Any Floridian facing divorce should speak with an experienced family lawyer to understand how a state court judge is likely to approach property division in the particular marriage if the issue comes before the court. With that understanding as a backdrop, the parties will often negotiate a settlement agreement themselves that includes the terms of property and debt division.
(Property division can also be impacted in divorce if it was dealt with earlier in a valid premarital, also known as a prenuptial agreement or prenup for short, or a postmarital agreement between the parties.)
If the parties do not settle the question in negotiation and the issue ends up before the judge, he or she has to apply state law, which will be summarized here.
Marital versus nonmarital property
The first crucial question is the classification under Florida law of each asset and each debt as marital or nonmarital. Marital property and liabilities are those incurred during the marriage, by either spouse alone or jointly, including wages earned by either while married, even if they were deposited into an account that was not jointly owned.
Broadly, marital property and debt are subject to equitable distribution, which means equally divided unless unequal distribution is justified considering all factors relevant to create equity and justice between the parties, including specific things listed in the statute like contributions to the marriage like care of children and homemaking, marriage duration, recent destruction of assets and others.

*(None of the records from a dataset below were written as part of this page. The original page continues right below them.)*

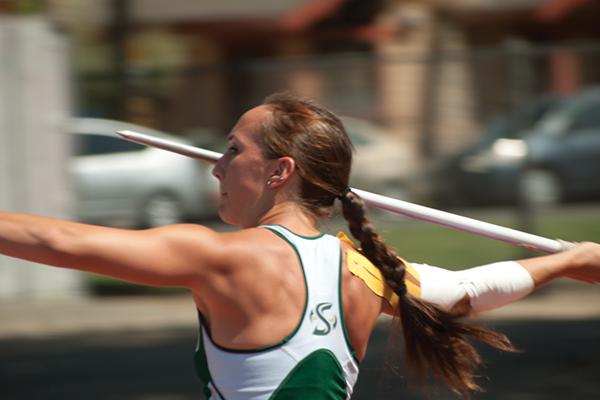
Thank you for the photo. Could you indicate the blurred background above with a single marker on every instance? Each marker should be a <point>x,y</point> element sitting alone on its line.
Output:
<point>485,108</point>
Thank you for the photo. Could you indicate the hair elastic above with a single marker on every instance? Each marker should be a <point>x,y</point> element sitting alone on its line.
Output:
<point>344,193</point>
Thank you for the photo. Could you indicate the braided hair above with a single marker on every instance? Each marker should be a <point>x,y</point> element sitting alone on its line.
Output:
<point>435,342</point>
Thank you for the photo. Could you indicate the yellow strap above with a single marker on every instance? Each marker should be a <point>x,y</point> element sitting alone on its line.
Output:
<point>361,267</point>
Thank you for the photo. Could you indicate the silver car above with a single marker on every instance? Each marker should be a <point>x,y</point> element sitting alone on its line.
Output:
<point>122,183</point>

Nonmarital property and debts that belong to just one spouse will be assigned to that person alone to keep after the divorce is final. These are defined as those acquired by a person before marriage or received separately as a gift or inheritance (or exchanged for such assets).

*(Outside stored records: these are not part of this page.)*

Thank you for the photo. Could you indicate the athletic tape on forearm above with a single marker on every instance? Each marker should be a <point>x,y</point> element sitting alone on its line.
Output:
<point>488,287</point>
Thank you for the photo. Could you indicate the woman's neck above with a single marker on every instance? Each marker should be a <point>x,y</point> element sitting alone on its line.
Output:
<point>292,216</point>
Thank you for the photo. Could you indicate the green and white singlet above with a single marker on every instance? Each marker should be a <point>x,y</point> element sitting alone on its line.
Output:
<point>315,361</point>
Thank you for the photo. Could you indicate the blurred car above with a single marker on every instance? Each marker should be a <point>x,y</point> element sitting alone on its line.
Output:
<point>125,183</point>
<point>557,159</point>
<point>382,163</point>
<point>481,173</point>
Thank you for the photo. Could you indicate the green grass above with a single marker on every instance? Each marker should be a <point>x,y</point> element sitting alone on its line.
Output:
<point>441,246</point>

Sounds simple enough, but in practice, property classification can become a highly contested issue, because the law and cases interpreting it are complicated and full of exceptions.
For example, nonmarital funds or income from a nonmarital asset generated during the marriage usually stays nonmarital, unless it was treated as a marital asset, such as by depositing it into a joint account with other marital funds and using the commingled funds for marital expenditures. In this situation, the court may consider the deposited nonmarital asset to have been an interspousal gift that changed its classification to marital.
If a nonmarital asset increases in value during the marriage, the amount of that increase could become marital if the enhancement is because of the efforts of either or both spouses or by the expenditure of marital money. For purposes of determining equitable distribution, the judge would have to decide the amount of the increase in value, which would then be marital and subject to division, from the original part that remains nonmarital and the property of the separate owner.
Valuation matters too
Once assets are characterized as marital or nonmarital, the court must assign a value to each one. Each party may submit evidence such as appraisals or other professional value assessments for the judge’s consideration, which can be difficult especially with complex assets like foreign property, stocks and bonds, executive perks, professional practices, family businesses, retirement accounts like pensions, investments, antiques and collectibles, and other similar kinds of property.
Once values are established, the judge will make the equal division of property between the spouses (or unequal if that is found to be more equitable and just.)
This blog scratches the surface of a highly complex and sometimes adversarial issue in Florida divorce. An attorney can answer questions specific to the property and debt of a particular marriage.